Every little kid who has been to a factory wants to ride the conveyor. Wombies are no different. Well, maybe a little, but let’s go with it.
One of the features in the SPAM Museum was a conveyor which wound through the entire building with cans of SPAM. Did you know Wombies are great climbers? I caught Bruno as he conveyed over a display, which until that moment had me rapt.
I really did not think he would get into too much trouble and knew he would be back overhead momentarily, so I finished watching the Monty Python rendition of SPAM.
While I was watching, Val caught me.
When I rounded the corner past those clouds, I saw he had a partner in mischief.
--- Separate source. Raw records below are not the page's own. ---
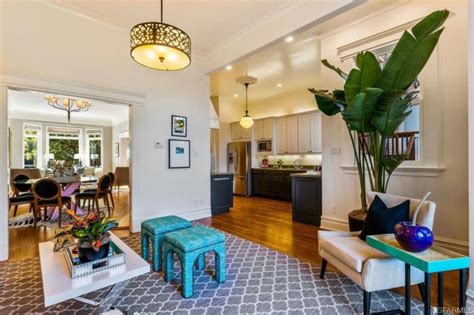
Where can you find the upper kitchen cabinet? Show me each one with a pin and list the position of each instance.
(281, 143)
(238, 133)
(316, 133)
(264, 129)
(287, 135)
(304, 133)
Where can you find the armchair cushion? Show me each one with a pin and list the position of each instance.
(350, 250)
(382, 220)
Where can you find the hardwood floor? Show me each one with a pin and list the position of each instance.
(264, 221)
(268, 222)
(24, 241)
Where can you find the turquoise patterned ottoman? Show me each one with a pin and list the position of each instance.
(155, 229)
(190, 245)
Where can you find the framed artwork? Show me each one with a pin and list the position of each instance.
(179, 154)
(179, 126)
(117, 149)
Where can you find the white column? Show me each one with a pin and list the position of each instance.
(3, 174)
(470, 290)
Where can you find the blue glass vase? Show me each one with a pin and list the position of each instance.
(412, 237)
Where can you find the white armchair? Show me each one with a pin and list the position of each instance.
(369, 268)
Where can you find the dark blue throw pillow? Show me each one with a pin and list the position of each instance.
(382, 220)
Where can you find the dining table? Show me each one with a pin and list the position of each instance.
(69, 185)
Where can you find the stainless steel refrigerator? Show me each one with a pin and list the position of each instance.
(239, 163)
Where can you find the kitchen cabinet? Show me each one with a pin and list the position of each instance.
(292, 134)
(304, 133)
(281, 145)
(306, 198)
(264, 129)
(238, 133)
(273, 183)
(316, 133)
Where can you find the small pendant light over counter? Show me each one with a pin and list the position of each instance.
(160, 46)
(246, 121)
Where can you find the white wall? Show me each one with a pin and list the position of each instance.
(117, 130)
(444, 124)
(16, 126)
(68, 53)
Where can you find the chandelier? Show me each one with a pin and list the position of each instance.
(68, 104)
(246, 121)
(160, 46)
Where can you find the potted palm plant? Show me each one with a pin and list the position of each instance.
(92, 234)
(375, 101)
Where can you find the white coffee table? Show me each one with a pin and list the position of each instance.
(58, 286)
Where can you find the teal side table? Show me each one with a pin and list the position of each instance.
(433, 260)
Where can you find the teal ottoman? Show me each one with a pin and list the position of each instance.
(191, 244)
(155, 230)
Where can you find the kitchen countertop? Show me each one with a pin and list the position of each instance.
(307, 175)
(287, 169)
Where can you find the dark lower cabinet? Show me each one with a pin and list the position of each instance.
(272, 183)
(222, 198)
(307, 199)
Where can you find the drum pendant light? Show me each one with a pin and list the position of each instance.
(160, 46)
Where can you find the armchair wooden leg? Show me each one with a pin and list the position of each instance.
(367, 297)
(324, 265)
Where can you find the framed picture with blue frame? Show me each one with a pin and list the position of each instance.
(179, 153)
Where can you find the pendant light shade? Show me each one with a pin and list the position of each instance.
(160, 46)
(246, 121)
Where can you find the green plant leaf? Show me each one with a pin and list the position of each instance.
(412, 53)
(341, 73)
(358, 114)
(391, 111)
(365, 75)
(392, 162)
(327, 102)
Once I got Bruno off the conveyor, I told them they could go to the gift shop and shop whilst they waited for me to visit the parts of the museum I found interesting. Like KSPM, the miniature radio station where SPAM advertisements played from The Burns & Allen Show. In the mock cinema, the Hormel Girls sang in USO shows. In the amphitheatre (shrunken to museum size), recipes from around the world took center stage, surrounded by menus from six countries where five-star restaurants serve dishes with SPAM.
I loved wandering through the WWII displays. 1,745 Hormel employees fought in WWII. 1,695 of their names are etched on a glass display.
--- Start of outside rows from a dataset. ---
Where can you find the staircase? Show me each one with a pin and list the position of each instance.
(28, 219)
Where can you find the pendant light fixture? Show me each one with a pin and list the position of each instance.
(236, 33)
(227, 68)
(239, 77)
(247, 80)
The remaining 50 were added to a plaque which hangs beside the memorial. During the war, Jay Hormel, George’s son, signed a letter to each of them and sent them $5 (nearly a day’s wage) for Christmas. By 1944, there were so many letters he apologized for not signing them individually and included a can of SPAM with the $5.
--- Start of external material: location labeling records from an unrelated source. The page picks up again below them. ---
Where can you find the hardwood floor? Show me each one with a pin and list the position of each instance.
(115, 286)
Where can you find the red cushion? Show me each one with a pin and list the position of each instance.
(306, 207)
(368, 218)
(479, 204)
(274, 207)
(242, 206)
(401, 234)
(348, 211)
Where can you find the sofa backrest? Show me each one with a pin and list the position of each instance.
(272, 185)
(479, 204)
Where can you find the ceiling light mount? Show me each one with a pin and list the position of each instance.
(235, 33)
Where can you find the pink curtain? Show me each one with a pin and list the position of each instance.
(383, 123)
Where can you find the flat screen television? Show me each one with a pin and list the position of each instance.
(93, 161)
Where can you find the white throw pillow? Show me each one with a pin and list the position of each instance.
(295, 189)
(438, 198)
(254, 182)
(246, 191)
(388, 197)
Despite rumors to the contrary, SPAM was not a C ration. It was a B ration. If you are unfamiliar with armed forces feeding classifications, C (combat) rations were canned, individual field units. B rations were unprepared foods used in military mess halls to prepare warm food for soldiers. (From the cartoon, only SPAM and peanuts were not in WWII C rations.)
Hormel did its part stateside by hiring the wives, mothers and sisters of its fighting men. It was forced by rationing to stop canning anything except hams and SPAM to save tin for the munitions and aviation efforts. The concentration of product would carry SPAM to the dinner table over the course of the next 20 years.
Canning went through many changes during this time. During the war, the label was introduced; prior to the war, the label was stenciled onto the cans. The state key was dropped in favor of a pull tab.
Today, 44,000 cans of SPAM roll off of factory lines per hour. More than seven billion (7,000,000,000) cans have sold (as of 2007), and sales are up 20% over 2007, making SPAM recession-proof.
There is no mystery to this meat. All six ingredients are listed on the label:
- Pork with ham meat
- Modified Potato Starch
- Sodium Nitrite
The final two ingredients are respectively a congealing agent and a color preservative. The pork is shoulder cut: not lips and snouts… those are pickled and sent to Asia. The name SPAM was a portmanteau of spiced ham, but to clear the misleading air created by the naming contest winner in 1937, Hormel purports SPAM is an acronym for shoulder pork and ham.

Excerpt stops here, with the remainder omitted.